EVO, Ondernemersorganisatie voor logistiek en transport
http://www.evo.nl

PERSBERICHT

ZOETERMEER, VRIJDAG 16 APRIL 2004

WEREN VAN VRACHTAUTO'S KENT GEEN GROND

Verladersorganisatie EVO is verontwaardigd over de plannen van staatssecretaris Van Geel om dieselrijdend vrachtverkeer de toegang tot steden te ontzeggen. Van Geel wil zo de voor de gezondheid schadelijke uitlaatgassen in oude binnensteden terugdringen. EVO ziet niets in het weren van vrachtverkeer en pleit voor constructieve oplossingen. Daarbij vormt de aanpak in de gemeenten Amsterdam en Groningen een goed voorbeeld.

Vrachtverkeer zonder pardon de toegang tot de stad ontzeggen kent geen enkele rechtvaardigingsgrond. Het merendeel van de rijdende vrachtauto's in Nederland beschikt over een milieuvriendelijke motor; Euroklasse 2. Van het 'oude en ronkende' wagenpark waar de staatssecretaris over spreekt is geen enkele sprake. Daarbij moet ook naar het personenverkeer worden gekeken. Personenauto´s zorgen voor maar liefst 66 procent van de door de staatssecretaris gewraakte uitstoot van stikstofoxiden.
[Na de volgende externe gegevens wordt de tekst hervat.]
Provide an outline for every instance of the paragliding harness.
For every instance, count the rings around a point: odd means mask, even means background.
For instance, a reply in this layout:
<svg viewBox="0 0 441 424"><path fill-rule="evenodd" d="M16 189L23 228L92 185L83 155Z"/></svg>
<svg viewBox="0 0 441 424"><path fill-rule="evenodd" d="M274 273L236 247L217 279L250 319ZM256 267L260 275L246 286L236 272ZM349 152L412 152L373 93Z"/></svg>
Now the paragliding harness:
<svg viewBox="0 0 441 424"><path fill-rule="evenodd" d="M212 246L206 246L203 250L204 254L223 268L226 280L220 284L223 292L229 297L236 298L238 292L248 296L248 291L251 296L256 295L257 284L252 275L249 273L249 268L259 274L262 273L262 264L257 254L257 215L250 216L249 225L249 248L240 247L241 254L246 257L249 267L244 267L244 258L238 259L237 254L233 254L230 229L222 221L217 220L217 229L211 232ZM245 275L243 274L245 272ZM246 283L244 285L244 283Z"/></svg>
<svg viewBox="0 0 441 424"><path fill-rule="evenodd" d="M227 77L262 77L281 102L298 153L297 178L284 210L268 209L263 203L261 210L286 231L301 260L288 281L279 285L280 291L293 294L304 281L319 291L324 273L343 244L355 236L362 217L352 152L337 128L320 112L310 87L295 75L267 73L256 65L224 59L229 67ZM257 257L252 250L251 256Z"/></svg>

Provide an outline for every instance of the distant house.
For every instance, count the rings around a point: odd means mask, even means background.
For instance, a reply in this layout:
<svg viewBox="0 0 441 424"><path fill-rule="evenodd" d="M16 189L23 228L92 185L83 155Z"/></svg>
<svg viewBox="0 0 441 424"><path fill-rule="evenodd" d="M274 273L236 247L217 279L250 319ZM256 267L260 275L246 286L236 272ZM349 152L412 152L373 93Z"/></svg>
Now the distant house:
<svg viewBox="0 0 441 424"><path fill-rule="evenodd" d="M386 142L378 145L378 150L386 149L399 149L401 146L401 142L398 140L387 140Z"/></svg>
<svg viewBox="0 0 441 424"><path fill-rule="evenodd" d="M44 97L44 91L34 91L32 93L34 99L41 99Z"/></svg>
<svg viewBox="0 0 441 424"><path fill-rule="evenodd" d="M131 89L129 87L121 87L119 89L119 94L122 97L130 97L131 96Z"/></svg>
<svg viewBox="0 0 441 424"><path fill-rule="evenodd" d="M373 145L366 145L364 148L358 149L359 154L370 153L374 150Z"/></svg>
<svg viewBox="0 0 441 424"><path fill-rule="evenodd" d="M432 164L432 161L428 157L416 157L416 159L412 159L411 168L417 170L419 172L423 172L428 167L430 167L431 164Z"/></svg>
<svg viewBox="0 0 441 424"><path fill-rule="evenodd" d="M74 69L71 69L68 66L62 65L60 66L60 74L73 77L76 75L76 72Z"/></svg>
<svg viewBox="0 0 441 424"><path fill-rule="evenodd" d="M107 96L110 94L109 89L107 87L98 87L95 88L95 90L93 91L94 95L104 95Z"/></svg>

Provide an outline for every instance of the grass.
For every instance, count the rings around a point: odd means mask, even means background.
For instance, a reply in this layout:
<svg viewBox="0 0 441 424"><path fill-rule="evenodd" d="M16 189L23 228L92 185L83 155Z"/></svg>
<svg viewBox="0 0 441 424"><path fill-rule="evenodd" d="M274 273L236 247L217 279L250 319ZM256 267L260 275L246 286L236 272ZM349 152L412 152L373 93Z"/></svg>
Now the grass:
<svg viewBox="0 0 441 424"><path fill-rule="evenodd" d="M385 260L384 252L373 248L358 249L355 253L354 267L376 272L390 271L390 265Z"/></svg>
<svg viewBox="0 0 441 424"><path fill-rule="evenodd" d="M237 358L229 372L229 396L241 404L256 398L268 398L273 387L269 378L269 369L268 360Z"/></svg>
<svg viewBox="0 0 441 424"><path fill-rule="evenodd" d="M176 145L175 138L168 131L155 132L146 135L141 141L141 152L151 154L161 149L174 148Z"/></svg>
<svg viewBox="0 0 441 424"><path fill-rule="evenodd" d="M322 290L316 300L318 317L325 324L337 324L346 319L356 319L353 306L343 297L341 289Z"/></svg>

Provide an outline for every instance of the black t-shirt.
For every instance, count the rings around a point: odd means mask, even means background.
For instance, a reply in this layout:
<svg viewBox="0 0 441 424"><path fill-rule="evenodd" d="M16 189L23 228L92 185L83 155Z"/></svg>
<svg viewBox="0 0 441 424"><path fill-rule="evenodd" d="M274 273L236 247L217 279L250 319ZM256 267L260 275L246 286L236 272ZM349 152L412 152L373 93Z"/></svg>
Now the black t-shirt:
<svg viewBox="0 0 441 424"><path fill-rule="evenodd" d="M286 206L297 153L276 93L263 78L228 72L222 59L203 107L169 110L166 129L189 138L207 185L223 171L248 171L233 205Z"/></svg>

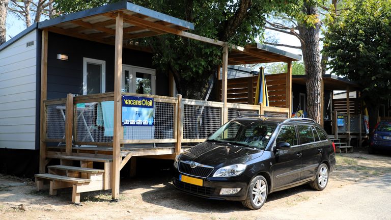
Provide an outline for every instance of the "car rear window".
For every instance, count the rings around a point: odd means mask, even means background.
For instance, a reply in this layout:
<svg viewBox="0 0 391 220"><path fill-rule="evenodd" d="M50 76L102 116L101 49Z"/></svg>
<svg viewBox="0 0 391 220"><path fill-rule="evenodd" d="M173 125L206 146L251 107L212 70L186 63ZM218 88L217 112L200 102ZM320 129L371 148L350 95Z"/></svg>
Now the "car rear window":
<svg viewBox="0 0 391 220"><path fill-rule="evenodd" d="M319 135L321 141L325 141L327 140L327 136L322 129L317 127L315 127L315 129L316 129L316 131L318 132L318 134Z"/></svg>
<svg viewBox="0 0 391 220"><path fill-rule="evenodd" d="M377 126L378 131L391 131L391 122L381 122Z"/></svg>
<svg viewBox="0 0 391 220"><path fill-rule="evenodd" d="M314 134L312 133L311 126L299 125L297 126L301 144L314 142Z"/></svg>
<svg viewBox="0 0 391 220"><path fill-rule="evenodd" d="M315 141L320 141L319 136L318 135L318 132L317 132L316 130L315 130L315 127L314 126L311 126L311 128L312 128L312 132L314 133L314 138L315 139Z"/></svg>
<svg viewBox="0 0 391 220"><path fill-rule="evenodd" d="M276 143L282 142L289 143L291 146L297 145L297 136L294 126L287 125L281 128Z"/></svg>

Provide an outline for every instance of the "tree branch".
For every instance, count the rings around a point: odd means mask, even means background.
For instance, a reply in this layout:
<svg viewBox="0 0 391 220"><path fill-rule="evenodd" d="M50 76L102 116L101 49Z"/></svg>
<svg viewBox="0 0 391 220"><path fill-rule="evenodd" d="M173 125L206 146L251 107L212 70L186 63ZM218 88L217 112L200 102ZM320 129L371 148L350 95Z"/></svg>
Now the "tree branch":
<svg viewBox="0 0 391 220"><path fill-rule="evenodd" d="M299 46L292 46L288 44L278 44L278 43L270 43L270 42L263 42L263 43L264 44L267 44L267 45L271 45L272 46L283 46L285 47L290 47L290 48L293 48L295 49L301 49L301 47Z"/></svg>
<svg viewBox="0 0 391 220"><path fill-rule="evenodd" d="M265 26L265 28L266 29L269 29L269 30L272 30L272 31L277 31L277 32L278 32L283 33L284 34L289 34L289 35L295 35L294 34L292 34L292 33L291 33L290 32L287 32L286 31L283 31L283 30L278 29L275 29L275 28L271 28L271 27L269 27L269 26Z"/></svg>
Vrachtauto's nemen maar 17 procent van deze uitstoot voor hun rekening.

Het ligt meer voor de hand om het gebruik van personenauto´s in de stad aan te pakken. Vrachtverkeer is geen doel op zich, maar een middel om binnensteden dagelijks van levensmiddelen en andere benodigde goederen te voorzien. Niet al het huidige personenverkeer is noodzakelijk. Juist in de binnensteden zijn openbaar vervoer en fiets een goed alternatief voor de auto. Goederenvervoer heeft die keuzevrijheid simpelweg niet. Ondoordachte beperkingen zetten een efficiënte distributie van deze levensmiddelen onder druk en remmen daarmee de gewenste economische groei.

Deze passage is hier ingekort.